The loneliest tree on the planet, on Campbell Island in the Southern Ocean. Image: Pavla Fenwick

A team of scientists have a new contender for determining the precise date that we entered the so-called Anthropocene: A lonely spruce tree on an island 400 miles south of New Zealand.

Scientists are searching for a “golden spike” to help define the precise start of the Anthropocene Epoch, a human-driven era that would follow the 12,000-year Holocene, which began with the rise of human civilization at the end of the last Ice Age. Potential dates range from the rise of agriculture 10,000 years ago to the peak of the “bomb spike” of artificial radionuclides in the middle of the 20th century, or even later to the spread of industrial chemicals.

The new study, published Monday in Scientific Reports, places the start date near the end of the timeline, between October and December 1965. Conducted by members of the 2013-2014 Australasian Antarctic Expedition, the study suggests that a single Sitka spruce (Picea sitchensis) could mark the start of the Anthropocene, due to the clear radioactive bomb record from the 1950s and 1960s in its wood—peaking in 1965 just after atomic bomb tests were banned.

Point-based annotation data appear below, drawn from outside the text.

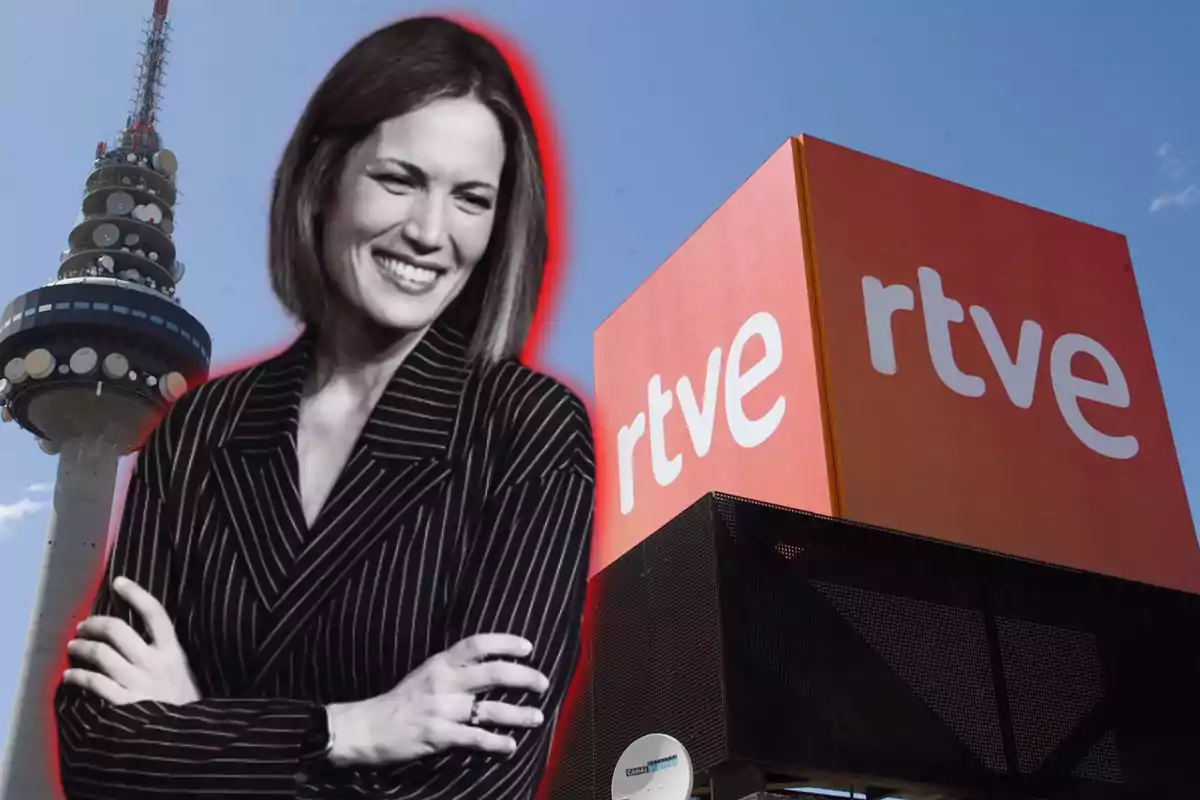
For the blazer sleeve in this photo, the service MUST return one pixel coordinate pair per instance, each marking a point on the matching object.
(526, 573)
(214, 747)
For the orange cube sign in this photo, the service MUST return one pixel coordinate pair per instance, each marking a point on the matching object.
(861, 340)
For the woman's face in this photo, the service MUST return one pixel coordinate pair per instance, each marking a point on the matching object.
(414, 211)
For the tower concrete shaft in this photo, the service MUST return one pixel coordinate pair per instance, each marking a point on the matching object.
(75, 543)
(89, 362)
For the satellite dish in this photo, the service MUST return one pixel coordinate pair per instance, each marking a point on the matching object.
(40, 364)
(165, 162)
(83, 361)
(655, 767)
(119, 204)
(106, 234)
(148, 212)
(15, 371)
(115, 366)
(172, 385)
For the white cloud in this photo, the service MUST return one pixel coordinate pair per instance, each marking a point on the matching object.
(1181, 199)
(11, 512)
(1173, 166)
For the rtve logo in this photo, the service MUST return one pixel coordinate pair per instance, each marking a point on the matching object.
(700, 416)
(1017, 374)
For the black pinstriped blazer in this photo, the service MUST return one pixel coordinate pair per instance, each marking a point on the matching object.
(465, 507)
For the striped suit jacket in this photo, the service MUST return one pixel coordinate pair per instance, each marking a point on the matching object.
(465, 507)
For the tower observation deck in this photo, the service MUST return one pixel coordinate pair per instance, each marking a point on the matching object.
(89, 362)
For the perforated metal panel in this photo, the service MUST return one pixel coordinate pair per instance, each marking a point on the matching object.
(819, 647)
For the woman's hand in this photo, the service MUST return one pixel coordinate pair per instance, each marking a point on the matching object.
(130, 669)
(435, 708)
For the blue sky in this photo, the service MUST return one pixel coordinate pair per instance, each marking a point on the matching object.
(1086, 108)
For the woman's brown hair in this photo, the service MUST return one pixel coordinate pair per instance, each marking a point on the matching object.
(391, 72)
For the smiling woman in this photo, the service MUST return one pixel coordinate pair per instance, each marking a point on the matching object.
(358, 567)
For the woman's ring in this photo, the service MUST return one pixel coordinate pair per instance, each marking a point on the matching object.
(474, 713)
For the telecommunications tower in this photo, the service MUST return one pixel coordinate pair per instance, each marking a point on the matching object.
(90, 360)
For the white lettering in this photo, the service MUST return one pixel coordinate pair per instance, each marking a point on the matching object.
(700, 417)
(659, 403)
(700, 420)
(940, 311)
(627, 438)
(1069, 389)
(747, 432)
(881, 304)
(1018, 374)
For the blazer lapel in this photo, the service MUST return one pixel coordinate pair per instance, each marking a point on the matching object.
(401, 457)
(257, 474)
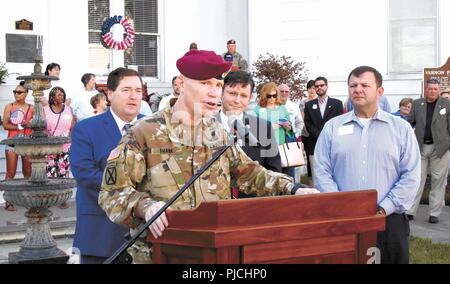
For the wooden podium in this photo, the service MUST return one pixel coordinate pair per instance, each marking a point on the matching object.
(319, 228)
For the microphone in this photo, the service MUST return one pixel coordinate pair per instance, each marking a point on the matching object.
(242, 131)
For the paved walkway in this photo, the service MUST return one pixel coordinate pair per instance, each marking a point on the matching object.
(13, 227)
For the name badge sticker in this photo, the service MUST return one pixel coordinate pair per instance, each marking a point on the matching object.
(346, 130)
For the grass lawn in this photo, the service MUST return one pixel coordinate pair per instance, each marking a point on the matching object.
(424, 251)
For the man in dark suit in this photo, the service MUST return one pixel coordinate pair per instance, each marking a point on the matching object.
(92, 141)
(431, 118)
(318, 112)
(236, 96)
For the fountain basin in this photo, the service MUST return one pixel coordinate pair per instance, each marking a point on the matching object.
(27, 194)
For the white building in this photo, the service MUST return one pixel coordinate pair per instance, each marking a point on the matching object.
(398, 37)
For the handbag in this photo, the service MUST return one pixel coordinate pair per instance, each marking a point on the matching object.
(292, 154)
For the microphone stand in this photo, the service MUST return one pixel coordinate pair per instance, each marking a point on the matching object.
(144, 227)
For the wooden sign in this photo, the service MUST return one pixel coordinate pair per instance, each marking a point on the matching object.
(24, 25)
(440, 73)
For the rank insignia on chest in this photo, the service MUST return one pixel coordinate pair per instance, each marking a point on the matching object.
(111, 176)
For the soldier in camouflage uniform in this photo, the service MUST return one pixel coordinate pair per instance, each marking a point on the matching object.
(161, 152)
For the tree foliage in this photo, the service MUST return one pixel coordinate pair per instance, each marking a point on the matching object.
(281, 70)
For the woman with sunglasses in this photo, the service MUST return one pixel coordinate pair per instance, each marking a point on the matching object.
(270, 108)
(17, 117)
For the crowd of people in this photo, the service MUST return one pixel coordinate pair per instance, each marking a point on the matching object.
(127, 163)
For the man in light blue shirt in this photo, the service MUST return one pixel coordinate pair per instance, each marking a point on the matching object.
(370, 149)
(383, 104)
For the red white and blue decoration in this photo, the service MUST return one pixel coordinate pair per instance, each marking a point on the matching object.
(107, 35)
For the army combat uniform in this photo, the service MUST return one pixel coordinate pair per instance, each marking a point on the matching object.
(159, 154)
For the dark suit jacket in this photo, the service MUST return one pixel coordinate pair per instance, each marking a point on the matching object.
(92, 141)
(313, 119)
(440, 124)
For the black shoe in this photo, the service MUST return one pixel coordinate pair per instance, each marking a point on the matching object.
(433, 220)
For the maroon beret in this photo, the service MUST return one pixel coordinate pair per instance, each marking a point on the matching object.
(203, 65)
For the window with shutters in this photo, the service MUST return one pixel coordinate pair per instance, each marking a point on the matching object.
(413, 35)
(143, 55)
(99, 56)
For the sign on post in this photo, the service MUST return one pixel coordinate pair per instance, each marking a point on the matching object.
(440, 73)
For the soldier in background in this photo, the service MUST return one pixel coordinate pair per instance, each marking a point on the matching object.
(160, 153)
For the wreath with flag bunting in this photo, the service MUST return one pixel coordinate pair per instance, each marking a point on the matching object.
(107, 38)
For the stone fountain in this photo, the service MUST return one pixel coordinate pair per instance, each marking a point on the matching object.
(38, 193)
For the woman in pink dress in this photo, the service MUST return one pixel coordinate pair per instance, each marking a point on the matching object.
(60, 121)
(16, 120)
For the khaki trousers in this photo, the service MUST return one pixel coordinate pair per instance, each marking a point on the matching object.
(438, 168)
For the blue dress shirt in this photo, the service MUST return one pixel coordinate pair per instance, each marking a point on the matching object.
(383, 104)
(383, 155)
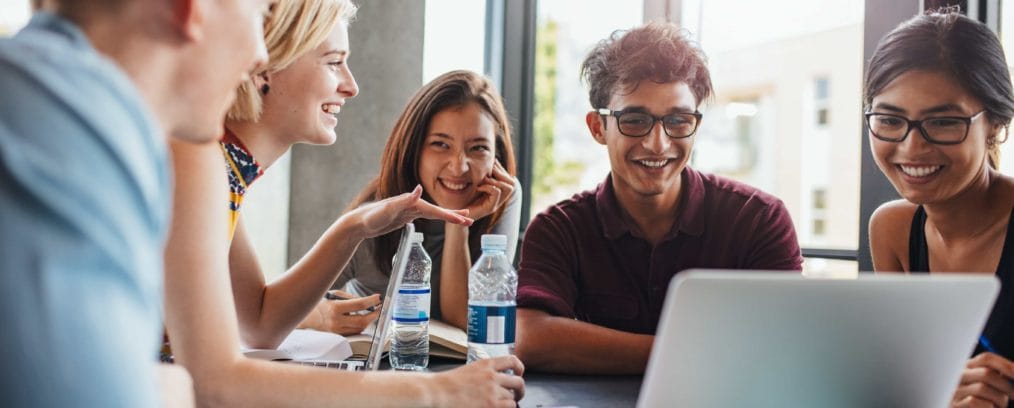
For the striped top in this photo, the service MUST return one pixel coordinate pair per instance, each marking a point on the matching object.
(242, 170)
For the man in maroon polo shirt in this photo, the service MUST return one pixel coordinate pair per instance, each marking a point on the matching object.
(595, 268)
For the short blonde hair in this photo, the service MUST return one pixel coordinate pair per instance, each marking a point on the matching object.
(294, 27)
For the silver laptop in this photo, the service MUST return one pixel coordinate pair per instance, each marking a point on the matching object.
(380, 332)
(769, 339)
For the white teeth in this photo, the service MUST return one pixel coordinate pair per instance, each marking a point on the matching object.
(653, 163)
(452, 186)
(920, 171)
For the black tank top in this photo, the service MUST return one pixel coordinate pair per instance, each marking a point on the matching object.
(1000, 328)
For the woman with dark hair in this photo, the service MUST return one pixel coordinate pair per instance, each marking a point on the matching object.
(453, 138)
(939, 102)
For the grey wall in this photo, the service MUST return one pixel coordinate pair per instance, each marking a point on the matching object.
(386, 59)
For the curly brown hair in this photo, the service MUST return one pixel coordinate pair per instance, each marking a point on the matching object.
(658, 52)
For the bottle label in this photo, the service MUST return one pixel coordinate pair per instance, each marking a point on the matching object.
(491, 324)
(412, 304)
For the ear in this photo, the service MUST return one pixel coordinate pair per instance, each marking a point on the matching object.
(261, 79)
(596, 126)
(188, 15)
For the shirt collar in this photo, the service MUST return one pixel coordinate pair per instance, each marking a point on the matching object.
(690, 219)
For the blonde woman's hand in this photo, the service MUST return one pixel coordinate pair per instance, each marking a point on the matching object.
(482, 384)
(986, 382)
(383, 216)
(348, 316)
(495, 192)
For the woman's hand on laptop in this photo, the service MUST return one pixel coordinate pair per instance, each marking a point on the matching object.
(482, 384)
(383, 216)
(343, 314)
(986, 382)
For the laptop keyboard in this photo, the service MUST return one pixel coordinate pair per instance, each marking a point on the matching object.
(347, 365)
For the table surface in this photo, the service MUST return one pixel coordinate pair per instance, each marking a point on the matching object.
(558, 391)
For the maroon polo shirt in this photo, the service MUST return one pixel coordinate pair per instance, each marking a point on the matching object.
(581, 260)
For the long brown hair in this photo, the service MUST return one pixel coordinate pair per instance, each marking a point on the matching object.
(400, 161)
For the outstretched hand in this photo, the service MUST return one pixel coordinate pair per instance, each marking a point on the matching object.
(383, 216)
(495, 191)
(986, 382)
(484, 384)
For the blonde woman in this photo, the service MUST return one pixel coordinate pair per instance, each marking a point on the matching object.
(292, 100)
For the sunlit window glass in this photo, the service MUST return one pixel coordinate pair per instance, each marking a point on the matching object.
(787, 111)
(566, 157)
(13, 15)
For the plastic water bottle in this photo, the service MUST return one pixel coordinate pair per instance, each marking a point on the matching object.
(410, 347)
(492, 294)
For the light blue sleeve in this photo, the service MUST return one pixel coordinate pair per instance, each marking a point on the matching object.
(81, 231)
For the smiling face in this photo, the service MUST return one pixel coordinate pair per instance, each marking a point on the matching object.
(231, 41)
(921, 172)
(305, 97)
(649, 165)
(457, 154)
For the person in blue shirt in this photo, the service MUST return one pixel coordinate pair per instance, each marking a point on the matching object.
(89, 92)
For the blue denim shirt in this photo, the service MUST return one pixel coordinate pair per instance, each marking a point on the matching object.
(84, 203)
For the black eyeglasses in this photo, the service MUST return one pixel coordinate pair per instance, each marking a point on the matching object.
(940, 130)
(638, 124)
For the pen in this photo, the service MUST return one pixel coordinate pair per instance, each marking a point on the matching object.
(985, 342)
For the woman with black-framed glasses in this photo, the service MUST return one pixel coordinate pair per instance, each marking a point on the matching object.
(939, 102)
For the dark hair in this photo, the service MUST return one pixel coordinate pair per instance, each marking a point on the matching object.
(948, 42)
(400, 160)
(658, 52)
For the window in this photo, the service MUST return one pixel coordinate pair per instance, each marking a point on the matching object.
(453, 37)
(13, 15)
(1007, 39)
(770, 126)
(820, 100)
(566, 159)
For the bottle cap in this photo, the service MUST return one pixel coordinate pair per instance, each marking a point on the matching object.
(494, 242)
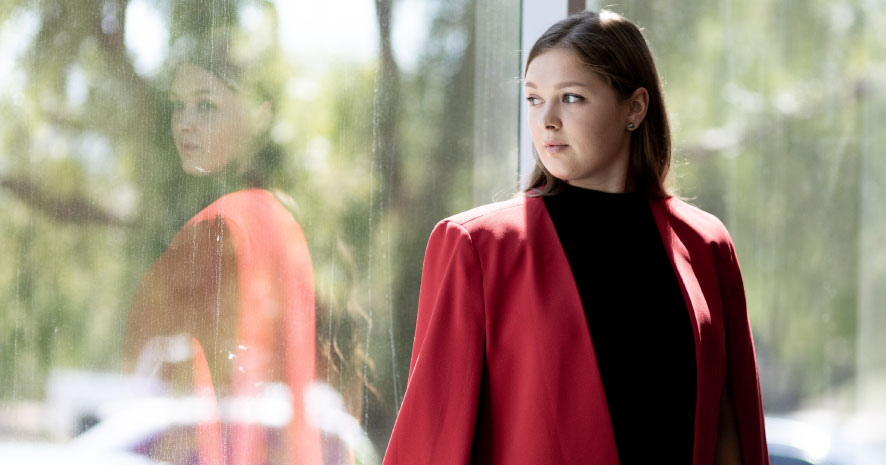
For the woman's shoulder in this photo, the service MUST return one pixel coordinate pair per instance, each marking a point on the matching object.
(686, 218)
(508, 214)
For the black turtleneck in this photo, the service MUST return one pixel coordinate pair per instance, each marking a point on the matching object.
(638, 321)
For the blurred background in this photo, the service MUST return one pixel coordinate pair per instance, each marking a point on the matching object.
(392, 114)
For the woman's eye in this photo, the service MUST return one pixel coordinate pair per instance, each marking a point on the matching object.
(572, 98)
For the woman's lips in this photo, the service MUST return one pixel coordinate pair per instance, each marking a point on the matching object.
(554, 148)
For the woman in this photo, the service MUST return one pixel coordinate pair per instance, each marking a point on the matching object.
(594, 319)
(227, 313)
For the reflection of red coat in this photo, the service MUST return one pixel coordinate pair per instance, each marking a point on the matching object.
(238, 278)
(503, 369)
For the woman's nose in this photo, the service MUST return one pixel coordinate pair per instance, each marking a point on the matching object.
(550, 118)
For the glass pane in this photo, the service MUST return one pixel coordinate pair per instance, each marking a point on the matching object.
(214, 216)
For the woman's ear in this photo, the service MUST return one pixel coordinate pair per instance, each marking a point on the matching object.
(638, 103)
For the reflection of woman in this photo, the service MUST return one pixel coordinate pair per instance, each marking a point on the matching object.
(595, 319)
(236, 281)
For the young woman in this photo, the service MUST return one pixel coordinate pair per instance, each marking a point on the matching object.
(227, 313)
(593, 319)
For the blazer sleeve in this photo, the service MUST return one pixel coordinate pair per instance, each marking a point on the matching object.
(435, 424)
(742, 371)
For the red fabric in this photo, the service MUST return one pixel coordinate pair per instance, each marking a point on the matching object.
(503, 369)
(266, 323)
(275, 281)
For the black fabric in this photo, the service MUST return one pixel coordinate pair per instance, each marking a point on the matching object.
(638, 320)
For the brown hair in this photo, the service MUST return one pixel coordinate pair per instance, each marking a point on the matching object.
(614, 47)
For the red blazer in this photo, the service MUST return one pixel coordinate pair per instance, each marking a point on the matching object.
(503, 369)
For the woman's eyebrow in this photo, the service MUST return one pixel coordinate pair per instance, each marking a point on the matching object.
(560, 85)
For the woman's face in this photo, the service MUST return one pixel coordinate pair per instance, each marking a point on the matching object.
(209, 121)
(577, 122)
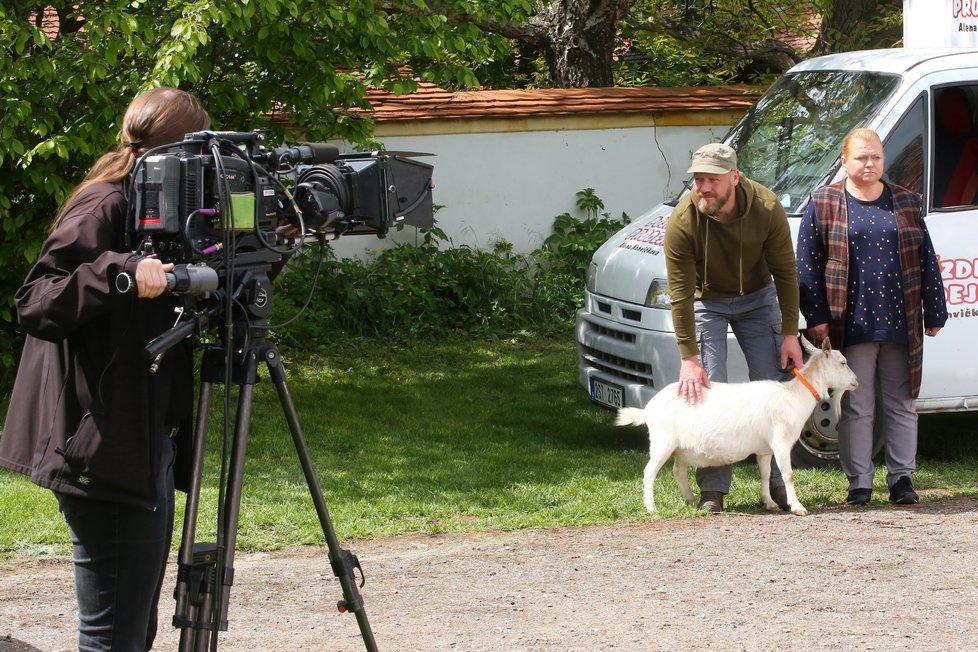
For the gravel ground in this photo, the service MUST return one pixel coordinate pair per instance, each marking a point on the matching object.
(875, 578)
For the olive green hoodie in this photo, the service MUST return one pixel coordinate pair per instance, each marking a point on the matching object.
(706, 258)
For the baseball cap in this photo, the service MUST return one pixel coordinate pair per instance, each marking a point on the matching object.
(715, 158)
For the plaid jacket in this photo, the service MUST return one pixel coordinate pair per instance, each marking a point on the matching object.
(831, 215)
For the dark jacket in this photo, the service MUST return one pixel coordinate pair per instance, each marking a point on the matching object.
(86, 417)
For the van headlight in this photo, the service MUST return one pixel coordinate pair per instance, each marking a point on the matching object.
(658, 294)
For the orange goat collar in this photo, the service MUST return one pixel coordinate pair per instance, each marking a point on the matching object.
(807, 384)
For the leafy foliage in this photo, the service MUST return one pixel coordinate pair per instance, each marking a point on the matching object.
(69, 69)
(434, 288)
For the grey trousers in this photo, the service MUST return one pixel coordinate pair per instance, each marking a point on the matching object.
(756, 322)
(885, 368)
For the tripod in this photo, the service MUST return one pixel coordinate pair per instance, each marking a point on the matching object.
(206, 570)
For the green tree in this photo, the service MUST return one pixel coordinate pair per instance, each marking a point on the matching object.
(69, 69)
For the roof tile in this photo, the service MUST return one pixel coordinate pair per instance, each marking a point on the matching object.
(433, 103)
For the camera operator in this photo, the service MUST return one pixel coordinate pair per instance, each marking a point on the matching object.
(86, 418)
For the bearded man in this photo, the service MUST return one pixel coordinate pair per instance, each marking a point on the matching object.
(726, 240)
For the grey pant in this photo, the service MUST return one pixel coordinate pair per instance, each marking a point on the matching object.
(756, 322)
(883, 368)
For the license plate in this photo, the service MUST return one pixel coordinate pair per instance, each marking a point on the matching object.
(607, 394)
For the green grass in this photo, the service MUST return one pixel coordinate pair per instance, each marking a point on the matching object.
(455, 436)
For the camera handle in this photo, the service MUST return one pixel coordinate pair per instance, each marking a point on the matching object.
(206, 571)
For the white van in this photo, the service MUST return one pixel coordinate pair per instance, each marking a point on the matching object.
(922, 103)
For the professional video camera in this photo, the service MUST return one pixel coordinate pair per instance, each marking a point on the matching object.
(227, 211)
(217, 190)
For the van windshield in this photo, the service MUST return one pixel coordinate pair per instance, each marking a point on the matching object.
(791, 138)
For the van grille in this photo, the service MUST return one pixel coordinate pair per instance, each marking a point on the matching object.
(615, 334)
(625, 368)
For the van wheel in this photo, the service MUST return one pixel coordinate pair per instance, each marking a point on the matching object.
(818, 446)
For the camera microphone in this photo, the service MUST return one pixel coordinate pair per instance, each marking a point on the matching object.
(313, 153)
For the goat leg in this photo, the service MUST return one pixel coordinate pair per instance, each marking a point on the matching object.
(680, 470)
(764, 466)
(783, 456)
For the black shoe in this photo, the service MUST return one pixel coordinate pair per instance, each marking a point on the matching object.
(902, 492)
(859, 496)
(780, 495)
(712, 500)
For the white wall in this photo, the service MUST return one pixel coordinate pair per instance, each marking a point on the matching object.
(511, 185)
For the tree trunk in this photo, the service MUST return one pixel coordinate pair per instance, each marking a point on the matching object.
(580, 40)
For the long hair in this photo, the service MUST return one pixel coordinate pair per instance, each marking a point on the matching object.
(155, 117)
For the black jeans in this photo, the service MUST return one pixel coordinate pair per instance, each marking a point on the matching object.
(120, 554)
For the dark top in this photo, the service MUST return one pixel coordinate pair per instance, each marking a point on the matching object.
(875, 310)
(86, 417)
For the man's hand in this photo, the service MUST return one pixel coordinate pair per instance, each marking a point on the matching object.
(692, 379)
(818, 334)
(791, 352)
(151, 277)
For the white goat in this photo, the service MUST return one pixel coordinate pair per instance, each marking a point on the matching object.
(734, 420)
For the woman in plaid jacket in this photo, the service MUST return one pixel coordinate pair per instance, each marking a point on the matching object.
(869, 279)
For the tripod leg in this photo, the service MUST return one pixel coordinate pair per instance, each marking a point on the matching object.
(342, 561)
(206, 570)
(190, 575)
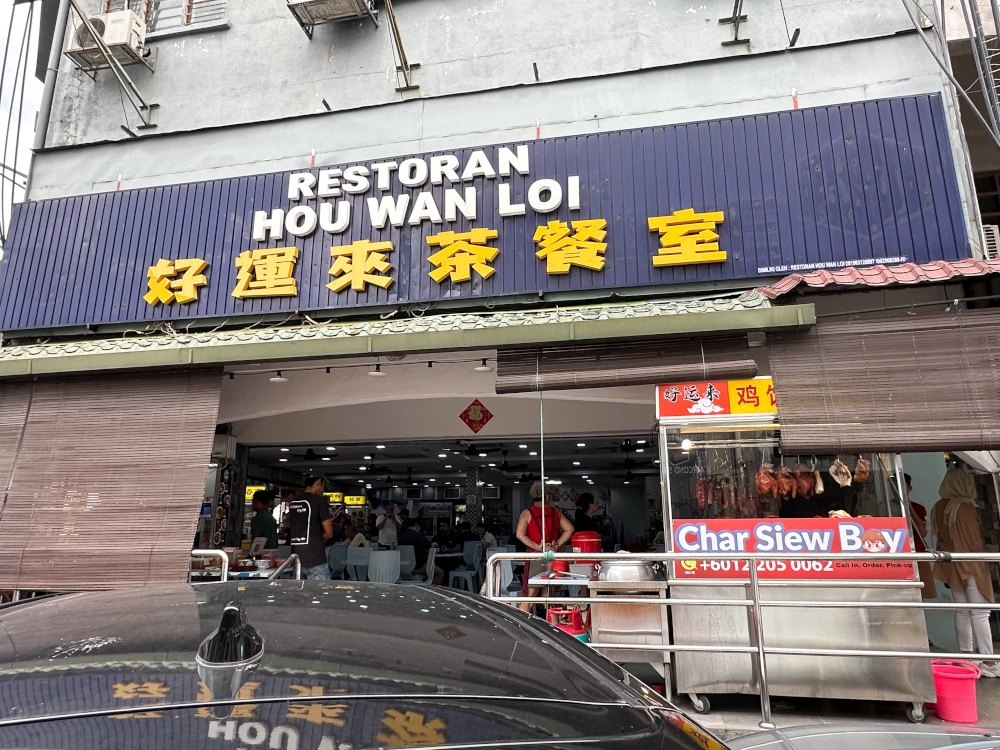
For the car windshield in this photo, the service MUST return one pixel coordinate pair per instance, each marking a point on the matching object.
(107, 651)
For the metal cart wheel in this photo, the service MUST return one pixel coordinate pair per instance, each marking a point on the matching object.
(700, 703)
(915, 713)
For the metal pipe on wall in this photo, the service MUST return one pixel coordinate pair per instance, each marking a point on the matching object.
(48, 92)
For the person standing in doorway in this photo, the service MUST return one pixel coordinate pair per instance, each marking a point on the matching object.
(918, 515)
(310, 525)
(955, 519)
(586, 509)
(388, 527)
(353, 537)
(487, 538)
(263, 523)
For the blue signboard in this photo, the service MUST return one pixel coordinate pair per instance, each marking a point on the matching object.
(723, 200)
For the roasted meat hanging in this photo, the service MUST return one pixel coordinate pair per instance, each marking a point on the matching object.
(787, 487)
(840, 473)
(766, 482)
(819, 482)
(702, 491)
(862, 470)
(805, 481)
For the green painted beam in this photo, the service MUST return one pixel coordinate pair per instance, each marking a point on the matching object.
(150, 356)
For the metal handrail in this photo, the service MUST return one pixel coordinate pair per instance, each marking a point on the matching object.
(760, 651)
(214, 553)
(291, 559)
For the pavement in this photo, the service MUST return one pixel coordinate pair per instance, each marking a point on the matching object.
(735, 715)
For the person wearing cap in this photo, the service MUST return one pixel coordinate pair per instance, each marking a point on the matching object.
(310, 525)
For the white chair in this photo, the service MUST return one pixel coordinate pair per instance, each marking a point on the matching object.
(468, 574)
(509, 585)
(336, 555)
(429, 577)
(356, 563)
(407, 561)
(383, 566)
(490, 551)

According to researchers Chris Turney, Jonathan Palmer, and Mark Maslin, who all participated in the study, the tree’s remote location is key.

“The problem from a geologist’s point of view is most of the records of this spike in radioactivity (for example preserved in lake sediments and the annual growth of tree-rings) have been reported from the Northern Hemisphere where the majority of the tests took place,” they wrote in The Conversation. “To demonstrate a truly global human impact requires a signal from a remote, pristine location in the Southern Hemisphere that occurs at the same time as the north. This is where our new study comes in.”


Image: Scientific Reports

They say the tree’s peak radioactive signal, between October and December 1965, coincides with that found in the Northern Hemisphere, demonstrating “unequivocally that humans have left an impact on the planet, even in the most pristine of environments, that will be preserved in the geological record for tens of millennia and beyond.”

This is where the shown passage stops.